若社長は面倒くさがりやの彼女に恋をする
 途中で一度、トイレに中座すると、店のオーナー(友人)が声をかけてきた。

「幹人」

「萩野? 久しぶり。元気そうだな。今日来てたの?」

「いや、幹人が珍しく個室使うって言うのを聞いたから、オーナーとしては出資者様にご挨拶の一つもしなきゃと思ってさ」

 なんて言いながら、萩野は僕の肩を抱く。
 こいつはオーナーで店長とかではない。この店含めて数件飲み屋を経営していて、普段から店の様子を見には来るけどよほどの人手不足でもない限り店には出ない。

「わざわざ?」

「いやー、女連れとか聞いたら気になるだろ? どうせ、すぐそこに住んでるんだから」

 本心はそっちか。調子の良い言葉に笑いながら、「じゃ」と個室に戻ろうとすると、 

「え、もう? それじゃ、俺も挨拶させてもらお」

 と、ちゃっかりついてこようとする。

「悪いけど」

 手を上げて友人を制する。

「彼女、疲れてるから」

「ええ~」

 不満そうな声を出してもダメなものはダメだ。

「あ、そうだ。ちょうど良かった。支払いお願い。それと、ここって柿の葉寿司扱ってるよな? 残ってたら二人前包んどいて」

 カード入れからクレジットカードを一枚抜き取り、萩野に渡す。

「人使い粗いな~」

 そう言いながらも、「お預かりします」と瞬時に表情を引き締めて両手をそろえてカードを受け取る萩野。
 そのギャップが笑える。
 ちゃんとスーツ着てるし名札もつけてるし。僕の顔をコッソリ見に来たと言いつつ、店に足を踏み入れるからには店の一員として振る舞う。こういうヤツだから、出資しても良いと思った。会社じゃなくって個人的に。さすがにこの規模では、会社の審査は通らない。

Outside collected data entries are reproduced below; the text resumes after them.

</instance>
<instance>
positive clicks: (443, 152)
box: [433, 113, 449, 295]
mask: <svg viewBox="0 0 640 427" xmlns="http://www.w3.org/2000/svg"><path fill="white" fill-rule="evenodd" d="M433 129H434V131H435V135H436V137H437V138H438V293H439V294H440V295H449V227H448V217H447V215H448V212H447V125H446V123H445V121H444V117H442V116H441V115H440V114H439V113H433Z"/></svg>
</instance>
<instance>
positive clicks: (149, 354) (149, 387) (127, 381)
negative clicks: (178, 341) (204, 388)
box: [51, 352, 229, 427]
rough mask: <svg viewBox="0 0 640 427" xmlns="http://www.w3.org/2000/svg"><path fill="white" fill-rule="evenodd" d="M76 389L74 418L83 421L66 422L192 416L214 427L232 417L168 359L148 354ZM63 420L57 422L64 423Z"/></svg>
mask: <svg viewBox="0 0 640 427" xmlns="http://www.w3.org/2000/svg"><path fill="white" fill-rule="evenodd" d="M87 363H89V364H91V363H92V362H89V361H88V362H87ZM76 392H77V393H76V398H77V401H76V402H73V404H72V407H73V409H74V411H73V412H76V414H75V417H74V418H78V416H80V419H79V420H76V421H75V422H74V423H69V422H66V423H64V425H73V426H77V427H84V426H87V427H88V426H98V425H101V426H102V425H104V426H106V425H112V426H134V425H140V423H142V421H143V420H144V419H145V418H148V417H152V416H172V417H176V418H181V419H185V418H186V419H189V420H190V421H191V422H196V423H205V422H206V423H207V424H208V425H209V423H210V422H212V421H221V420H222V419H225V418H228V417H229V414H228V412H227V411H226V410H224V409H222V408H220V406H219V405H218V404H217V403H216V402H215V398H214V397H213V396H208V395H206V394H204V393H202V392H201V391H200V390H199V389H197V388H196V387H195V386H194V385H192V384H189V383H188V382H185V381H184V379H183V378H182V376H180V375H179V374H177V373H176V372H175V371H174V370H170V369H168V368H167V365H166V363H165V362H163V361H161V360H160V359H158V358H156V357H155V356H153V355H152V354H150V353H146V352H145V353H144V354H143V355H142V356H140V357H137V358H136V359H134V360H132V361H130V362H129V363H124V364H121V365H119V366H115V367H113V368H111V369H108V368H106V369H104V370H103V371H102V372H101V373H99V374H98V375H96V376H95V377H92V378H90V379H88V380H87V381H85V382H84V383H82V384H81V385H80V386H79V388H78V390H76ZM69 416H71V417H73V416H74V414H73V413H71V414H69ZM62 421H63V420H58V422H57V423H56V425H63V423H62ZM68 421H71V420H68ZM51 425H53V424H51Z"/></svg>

「柿の葉寿司は二袋に分けてご用意すればよろしいでしょうか?」

 とはいえ、ここまで営業に徹しなくても良いのにと思っていると、後方からやってきた客が僕の横を通り過ぎ、そちらに向けて萩野が小さく会釈をした。
 なるほど、客がいたのか。
 
「一つで良いよ。じゃ、よろしく」

 軽く手を上げ、そのまま響子さんの待つ個室へと戻った。